Loin d’être un énième rejeton un peu modasse de la nostalgie 80’s, Videodrome s’est choisi un père spirituel de choix dans la catégorie vie sonique brûlée par les deux bouts : l’essentiel et regretté Jay Reatard (disparu en 2010). On retrouve dans la musique du trio français le même emballement électrique que chez le défunt punk de Memphis, héros d’une formule qui réussit comme rarement à trouver un équilibre entre la violence et les mélodies accrocheuses : « Avec un album comme Blood Visions, où tout va à cent à l’heure sans jamais laisser de répit et sans pour autant être un album punk indigeste, il a posé un certain étalon en termes d’intensité et de musicalité.
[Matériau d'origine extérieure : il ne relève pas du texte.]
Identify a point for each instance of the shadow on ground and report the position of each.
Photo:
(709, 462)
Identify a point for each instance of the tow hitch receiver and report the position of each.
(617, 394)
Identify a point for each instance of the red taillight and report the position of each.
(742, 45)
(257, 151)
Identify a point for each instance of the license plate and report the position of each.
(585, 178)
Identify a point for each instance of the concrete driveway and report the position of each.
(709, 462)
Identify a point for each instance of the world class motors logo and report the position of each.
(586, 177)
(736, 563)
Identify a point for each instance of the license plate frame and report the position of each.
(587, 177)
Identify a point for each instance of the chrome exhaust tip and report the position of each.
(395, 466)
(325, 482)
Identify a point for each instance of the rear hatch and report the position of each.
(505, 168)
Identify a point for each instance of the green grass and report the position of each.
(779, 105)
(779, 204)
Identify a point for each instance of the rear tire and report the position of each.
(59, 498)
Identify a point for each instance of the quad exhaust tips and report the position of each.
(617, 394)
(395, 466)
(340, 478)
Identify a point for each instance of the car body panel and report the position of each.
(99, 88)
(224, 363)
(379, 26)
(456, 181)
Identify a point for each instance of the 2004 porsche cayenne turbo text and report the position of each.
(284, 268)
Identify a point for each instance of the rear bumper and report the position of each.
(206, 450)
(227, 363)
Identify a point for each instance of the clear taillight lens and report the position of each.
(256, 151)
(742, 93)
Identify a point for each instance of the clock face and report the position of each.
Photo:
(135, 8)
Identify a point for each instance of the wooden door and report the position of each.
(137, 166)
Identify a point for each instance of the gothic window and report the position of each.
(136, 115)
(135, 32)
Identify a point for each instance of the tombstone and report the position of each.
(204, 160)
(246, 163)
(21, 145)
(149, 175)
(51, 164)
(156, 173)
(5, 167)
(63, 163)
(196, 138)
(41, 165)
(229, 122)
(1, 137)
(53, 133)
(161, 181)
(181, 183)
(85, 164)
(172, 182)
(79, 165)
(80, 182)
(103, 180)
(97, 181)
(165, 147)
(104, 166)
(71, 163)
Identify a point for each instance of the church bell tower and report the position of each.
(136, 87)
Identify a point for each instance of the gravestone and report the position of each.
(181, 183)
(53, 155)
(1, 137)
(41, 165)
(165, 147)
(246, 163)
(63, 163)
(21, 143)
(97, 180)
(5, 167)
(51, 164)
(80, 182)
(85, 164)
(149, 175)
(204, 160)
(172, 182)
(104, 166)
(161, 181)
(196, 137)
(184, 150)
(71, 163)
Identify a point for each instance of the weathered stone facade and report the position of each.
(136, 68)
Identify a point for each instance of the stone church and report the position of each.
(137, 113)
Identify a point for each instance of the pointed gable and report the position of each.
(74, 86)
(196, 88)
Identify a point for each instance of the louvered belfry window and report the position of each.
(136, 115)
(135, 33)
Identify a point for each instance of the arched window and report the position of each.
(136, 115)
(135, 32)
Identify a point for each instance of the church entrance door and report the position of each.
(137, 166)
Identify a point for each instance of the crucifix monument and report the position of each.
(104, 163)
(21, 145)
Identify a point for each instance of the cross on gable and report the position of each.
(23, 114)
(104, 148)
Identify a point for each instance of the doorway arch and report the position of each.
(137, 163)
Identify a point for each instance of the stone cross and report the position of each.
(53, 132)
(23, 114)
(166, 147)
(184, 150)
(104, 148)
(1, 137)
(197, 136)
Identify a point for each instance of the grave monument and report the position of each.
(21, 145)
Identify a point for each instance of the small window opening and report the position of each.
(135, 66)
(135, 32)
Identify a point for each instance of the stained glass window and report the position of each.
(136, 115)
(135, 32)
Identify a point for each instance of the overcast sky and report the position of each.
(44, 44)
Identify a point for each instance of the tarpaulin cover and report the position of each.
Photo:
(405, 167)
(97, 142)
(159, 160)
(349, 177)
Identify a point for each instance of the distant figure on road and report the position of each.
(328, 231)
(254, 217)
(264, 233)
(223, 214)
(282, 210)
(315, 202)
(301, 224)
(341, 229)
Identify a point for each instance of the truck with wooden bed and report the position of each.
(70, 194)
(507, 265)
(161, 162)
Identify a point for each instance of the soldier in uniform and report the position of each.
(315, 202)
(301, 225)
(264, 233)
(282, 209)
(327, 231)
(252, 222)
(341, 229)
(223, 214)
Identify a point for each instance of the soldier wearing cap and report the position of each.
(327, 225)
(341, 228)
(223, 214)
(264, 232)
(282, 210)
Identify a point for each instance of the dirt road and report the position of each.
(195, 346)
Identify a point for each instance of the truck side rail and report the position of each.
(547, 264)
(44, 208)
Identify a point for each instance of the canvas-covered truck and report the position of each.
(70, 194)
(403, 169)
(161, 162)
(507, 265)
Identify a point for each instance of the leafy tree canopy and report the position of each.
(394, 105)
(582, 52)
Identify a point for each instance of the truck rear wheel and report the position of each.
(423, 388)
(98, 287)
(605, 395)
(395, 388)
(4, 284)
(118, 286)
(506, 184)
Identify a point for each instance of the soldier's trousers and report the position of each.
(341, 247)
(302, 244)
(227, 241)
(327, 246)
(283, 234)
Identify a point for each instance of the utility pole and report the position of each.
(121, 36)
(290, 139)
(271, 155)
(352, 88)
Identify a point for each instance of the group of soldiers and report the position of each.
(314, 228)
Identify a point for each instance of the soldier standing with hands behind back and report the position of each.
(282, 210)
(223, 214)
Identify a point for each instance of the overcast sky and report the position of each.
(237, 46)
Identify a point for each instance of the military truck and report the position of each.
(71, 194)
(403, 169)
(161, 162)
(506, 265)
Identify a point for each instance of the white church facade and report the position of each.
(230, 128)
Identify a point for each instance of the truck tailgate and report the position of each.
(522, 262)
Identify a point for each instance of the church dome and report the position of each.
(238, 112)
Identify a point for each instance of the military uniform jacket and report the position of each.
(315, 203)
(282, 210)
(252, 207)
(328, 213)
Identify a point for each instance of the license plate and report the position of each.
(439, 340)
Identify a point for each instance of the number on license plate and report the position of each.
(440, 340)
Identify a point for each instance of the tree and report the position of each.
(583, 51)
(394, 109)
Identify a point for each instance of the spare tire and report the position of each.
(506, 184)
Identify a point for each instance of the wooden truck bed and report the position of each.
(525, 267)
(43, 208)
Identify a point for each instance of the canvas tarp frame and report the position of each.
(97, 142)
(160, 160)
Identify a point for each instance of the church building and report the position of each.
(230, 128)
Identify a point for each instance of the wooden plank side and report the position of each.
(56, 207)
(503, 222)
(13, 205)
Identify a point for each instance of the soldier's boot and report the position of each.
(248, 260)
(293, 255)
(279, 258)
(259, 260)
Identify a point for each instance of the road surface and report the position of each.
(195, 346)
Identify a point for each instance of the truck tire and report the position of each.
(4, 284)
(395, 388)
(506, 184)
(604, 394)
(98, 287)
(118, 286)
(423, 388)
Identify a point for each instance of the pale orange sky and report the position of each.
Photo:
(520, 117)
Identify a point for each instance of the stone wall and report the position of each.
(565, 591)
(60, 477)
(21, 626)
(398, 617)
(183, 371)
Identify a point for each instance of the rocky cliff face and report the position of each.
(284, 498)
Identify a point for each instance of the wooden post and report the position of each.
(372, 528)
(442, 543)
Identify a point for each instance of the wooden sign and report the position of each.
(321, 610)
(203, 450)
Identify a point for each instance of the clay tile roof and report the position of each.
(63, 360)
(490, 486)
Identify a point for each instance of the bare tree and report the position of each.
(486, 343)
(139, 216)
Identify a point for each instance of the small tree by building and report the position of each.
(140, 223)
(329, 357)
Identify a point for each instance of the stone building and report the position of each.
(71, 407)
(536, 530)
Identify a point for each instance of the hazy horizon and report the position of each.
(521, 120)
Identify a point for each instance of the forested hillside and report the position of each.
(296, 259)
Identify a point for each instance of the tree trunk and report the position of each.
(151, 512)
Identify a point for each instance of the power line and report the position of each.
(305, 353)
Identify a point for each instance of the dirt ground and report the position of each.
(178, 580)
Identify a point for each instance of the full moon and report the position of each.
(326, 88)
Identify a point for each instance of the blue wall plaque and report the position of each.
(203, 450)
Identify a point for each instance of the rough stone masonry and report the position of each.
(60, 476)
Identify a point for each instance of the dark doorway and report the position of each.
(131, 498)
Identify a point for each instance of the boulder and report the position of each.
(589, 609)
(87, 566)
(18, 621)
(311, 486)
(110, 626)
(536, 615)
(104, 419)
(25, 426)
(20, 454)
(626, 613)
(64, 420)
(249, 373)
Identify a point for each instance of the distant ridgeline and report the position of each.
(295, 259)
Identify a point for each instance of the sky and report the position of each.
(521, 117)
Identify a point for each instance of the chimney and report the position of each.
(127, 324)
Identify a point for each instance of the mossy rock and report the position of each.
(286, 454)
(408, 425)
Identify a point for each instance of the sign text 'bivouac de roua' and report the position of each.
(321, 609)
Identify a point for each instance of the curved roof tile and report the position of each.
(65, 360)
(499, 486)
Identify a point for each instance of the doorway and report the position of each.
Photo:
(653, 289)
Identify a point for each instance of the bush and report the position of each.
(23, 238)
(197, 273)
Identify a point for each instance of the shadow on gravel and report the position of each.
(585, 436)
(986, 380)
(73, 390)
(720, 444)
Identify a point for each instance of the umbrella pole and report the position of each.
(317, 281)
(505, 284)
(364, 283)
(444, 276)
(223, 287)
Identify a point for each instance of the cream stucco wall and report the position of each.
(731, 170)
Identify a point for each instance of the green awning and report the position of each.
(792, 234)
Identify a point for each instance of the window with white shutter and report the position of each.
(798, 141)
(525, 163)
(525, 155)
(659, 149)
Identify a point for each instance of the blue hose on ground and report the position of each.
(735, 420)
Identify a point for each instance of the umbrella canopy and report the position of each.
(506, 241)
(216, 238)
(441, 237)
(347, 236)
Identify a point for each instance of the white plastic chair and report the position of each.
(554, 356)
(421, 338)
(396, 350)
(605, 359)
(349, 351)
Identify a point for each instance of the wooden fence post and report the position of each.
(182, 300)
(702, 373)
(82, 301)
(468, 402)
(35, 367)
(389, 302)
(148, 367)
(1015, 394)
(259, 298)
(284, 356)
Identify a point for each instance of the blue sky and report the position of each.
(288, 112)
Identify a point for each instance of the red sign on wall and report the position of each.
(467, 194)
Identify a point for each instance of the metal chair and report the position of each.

Chaque track a quelque chose à apporter, tout est brut et en même temps tout est à fleur de peau… C’est toutes ces caractéristiques que consciemment ou non on laisse transpirer dans Videodrome”, raconte Arthur.
https://www.youtube.com/watch?v=lJ1MJan4Sow
Live Fast, Die Like David Carradine contient son lot de morceaux de choix et s’annonce déjà comme un des frissons les plus brutaux et inattendus de ce début d’année 2020. This Is Not Love (This is a Hijack), qui fera oublier la piteuse reformation de Death From Above 1979, Lowlife et sa new wave de petite frappe avinée ou Cool Kids, Cop Killers, assez salace et irrévérencieux pour venger toutes les fins de manifs de ces derniers mois sont des arguments suffisants pour se jeter tête baissée dans ce disque. S’y ajoute Videostore, plus évident tube du disque, qui emporte tout sur son passage avec son petit côté Joy Division crade, taillé pour les bastons de fin de soirée. Interrogé sur le sens de cette pépite punk, Arthur raconte : « On se souvient avoir été kids et aller louer des VHS avec nos parents, mais à ce moment-là on ne se mettait absolument pas à la place de l’étudiant qui bossait derrière le comptoir, c’est quand on est devenu nous-même étudiants qu’on s’est rendu compte qu’on n’allait pas avoir beaucoup plus de choix que de se retrouver auto-entrepreneurs sur des vélos à faire les coursiers Deliveroo ou ce genre d’enfer. Même ‘un petit job à la con’ comme être un vendeur dans un vidéoclub, ça paraît être de la folie à côté de ce genre de perspective actuelle. C’est un constat : ‘No golden age’ (le morceau se termine d’ailleurs sur cette phrase NDLR) ».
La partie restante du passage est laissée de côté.